South County – In the free enterprise system, market values are determined by supply and demand.  The South County real estate market is currently experiencing an incredibly low number of homes being offered for sale, reports our local manager.  At the present time there just isn’t the supply to meet the ever-increasing demand for homes.  These facts are pushing home prices to record high levels.  The low inventory is true for homes in every price range and in every neighborhood.   A recently listed  $1.1 million home in Gilroy received six offers and sold for thousands of dollars over the asking price.  A Morgan Hill Agent just listed a 600 square foot condo (one bedroom, one bath) for just under $400,000.  He is anticipating multiple offers even before it goes on the MLS.   This phenomenon has buyers and their agents very frustrated—but sellers are happy to receive top dollar for their homes.

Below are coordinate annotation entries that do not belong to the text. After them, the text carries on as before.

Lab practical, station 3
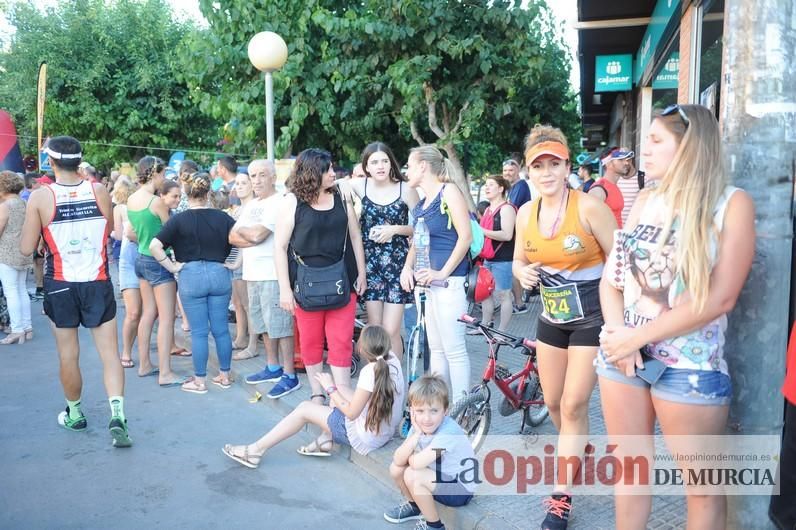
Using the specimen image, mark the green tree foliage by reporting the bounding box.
[0,0,217,167]
[181,0,579,192]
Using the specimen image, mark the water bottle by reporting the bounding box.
[414,217,431,271]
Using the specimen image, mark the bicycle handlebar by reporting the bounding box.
[458,313,536,351]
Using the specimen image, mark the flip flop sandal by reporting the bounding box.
[180,379,207,394]
[296,439,334,457]
[221,444,262,469]
[211,377,235,390]
[232,348,260,361]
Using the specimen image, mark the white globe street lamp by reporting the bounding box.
[248,31,287,162]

Santa Cruz County – The number of sales in Santa Cruz County is almost exactly the same as 2015 even given the inventory being down approximately 30%. Our associates are looking to generate inventory and off market sales due to the high demand and extremely low supply. The Previews market is following the same trend as the overall market in terms of number of sales being on par with 2015 and inventory being approximately 25% down. Almost 50% of homes on the market in Santa Cruz have an asking price over $1 million.

Monterey Peninsula – Agents survived the AT&T Pebble Beach Pro Am with record attendance and incredible weather to showcase some of their golf properties to the world. January inventory on the Monterey Peninsula is at a multi-year low with 332 active properties available down from 376 in December. Pending and contingent sales are up over November and December 2015 average at 90 for January. Average median sale price for the last two months is $1,038,500, which is a 21% increase over last year. The Monterey Peninsula continues to be a desirable location for retirees and multiple vacation homeowners to purchase.